Whether you are at work, in your car, or at your house, tidy up a few wrappers and papers you don’t need. Organize that drawer you've been avoiding, or donate that pile of old clothes you've been meaning to get rid of. Clearing physical space can help make room for fresh, good feelings. (Everyone should read The Life-Changing Magic of Tidying Up if you haven't already.)

7. Give your ears an audible treat.

Listen to your favorite upbeat song, put on a thoughtful podcast, or listen to a comedy track.

8. Pick up a book.

Even if you don't have intentions of reading through pages on pages on pages, allowing someone else to take your brain for an adventure for a few moments can provide some space for your thoughts to breathe. You never know—maybe you'll get pleasantly lost there.

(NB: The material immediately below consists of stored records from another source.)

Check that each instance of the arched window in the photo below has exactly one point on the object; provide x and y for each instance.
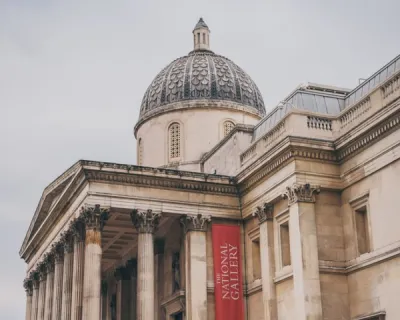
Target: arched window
(228, 126)
(174, 133)
(140, 152)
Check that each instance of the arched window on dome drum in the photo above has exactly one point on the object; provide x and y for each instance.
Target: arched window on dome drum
(228, 126)
(174, 139)
(140, 152)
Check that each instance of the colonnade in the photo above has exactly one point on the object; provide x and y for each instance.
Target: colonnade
(67, 282)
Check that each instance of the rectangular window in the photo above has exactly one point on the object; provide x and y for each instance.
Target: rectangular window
(361, 219)
(255, 250)
(285, 243)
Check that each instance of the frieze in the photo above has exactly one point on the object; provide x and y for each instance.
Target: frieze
(300, 193)
(145, 221)
(95, 217)
(195, 222)
(264, 213)
(161, 182)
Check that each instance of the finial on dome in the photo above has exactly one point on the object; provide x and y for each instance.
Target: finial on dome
(201, 36)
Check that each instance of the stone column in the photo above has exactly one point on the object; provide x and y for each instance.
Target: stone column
(35, 295)
(267, 257)
(158, 277)
(123, 277)
(195, 228)
(49, 258)
(67, 241)
(58, 250)
(132, 266)
(104, 300)
(95, 218)
(28, 285)
(146, 223)
(78, 231)
(42, 290)
(304, 251)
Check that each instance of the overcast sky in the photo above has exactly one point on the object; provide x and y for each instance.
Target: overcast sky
(72, 76)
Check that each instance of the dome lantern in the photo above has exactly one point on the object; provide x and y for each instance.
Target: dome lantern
(201, 36)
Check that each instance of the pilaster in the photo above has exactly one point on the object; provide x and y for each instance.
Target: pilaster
(132, 267)
(78, 231)
(49, 260)
(146, 223)
(267, 257)
(42, 290)
(304, 250)
(58, 251)
(28, 285)
(95, 218)
(67, 243)
(35, 295)
(195, 228)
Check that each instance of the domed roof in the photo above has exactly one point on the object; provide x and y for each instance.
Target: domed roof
(202, 75)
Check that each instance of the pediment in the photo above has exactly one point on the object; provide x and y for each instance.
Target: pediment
(51, 196)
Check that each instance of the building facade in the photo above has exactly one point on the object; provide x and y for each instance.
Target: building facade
(311, 187)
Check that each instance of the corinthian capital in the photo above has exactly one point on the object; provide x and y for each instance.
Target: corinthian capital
(195, 222)
(58, 251)
(264, 213)
(28, 285)
(145, 221)
(67, 241)
(78, 229)
(95, 217)
(301, 193)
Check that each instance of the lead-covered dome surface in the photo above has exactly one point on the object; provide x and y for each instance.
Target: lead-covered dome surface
(201, 75)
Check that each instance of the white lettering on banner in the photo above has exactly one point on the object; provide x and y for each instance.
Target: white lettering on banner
(229, 276)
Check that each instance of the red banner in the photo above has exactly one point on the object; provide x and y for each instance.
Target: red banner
(227, 272)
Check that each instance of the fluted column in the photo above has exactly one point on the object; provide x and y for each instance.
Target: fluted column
(267, 257)
(146, 223)
(195, 228)
(67, 241)
(42, 290)
(78, 230)
(35, 295)
(28, 285)
(58, 250)
(94, 218)
(132, 266)
(49, 258)
(304, 250)
(123, 277)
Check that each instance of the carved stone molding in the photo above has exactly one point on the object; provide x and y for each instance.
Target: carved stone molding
(67, 241)
(195, 222)
(78, 229)
(264, 213)
(58, 251)
(42, 271)
(49, 262)
(145, 221)
(28, 285)
(301, 193)
(95, 217)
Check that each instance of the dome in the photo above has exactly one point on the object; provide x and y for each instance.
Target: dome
(202, 75)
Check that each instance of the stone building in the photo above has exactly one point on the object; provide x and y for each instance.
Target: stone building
(311, 186)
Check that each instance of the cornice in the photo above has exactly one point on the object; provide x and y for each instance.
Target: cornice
(236, 128)
(161, 182)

9. Take a walk, and up your vitamin D intake.

One foot in front of the other, literally. Mindfully moving your body upright can release some of the same pleasure endorphins released during sex or intense cardio spurts. You don't have to deplete your energy to get those feel-good sensations! Research has shown that vitamin D might play an important role in regulating mood and warding off depression. In one study, scientists found that people with depression who received vitamin D supplements noticed an improvement in their symptoms. Head up to the sun for a simple five-minute stroll; it could turn your whole day around.

10. Take it to pen and pad.

Make a list of things you need to do, or jot down your current emotions. Getting your thoughts out of the cyclical rumination in your brain and onto a tangible piece of paper can be game changing. We live in a high-tech world where everything is electronic. Rev up your tactile stimulus by dusting off that cursive you learned in fifth grade and thought you'd never use.

Regardless of the source of your suffering, or even if you can't locate the origin of it, remember that you are hurting but you are not helpless—your life is happening right now, and you are the only one equipped to deal with it. Not only that, but remember to totally work it. This too shall pass. Be patient and compassionate with yourself. You're beautiful, and you've got this.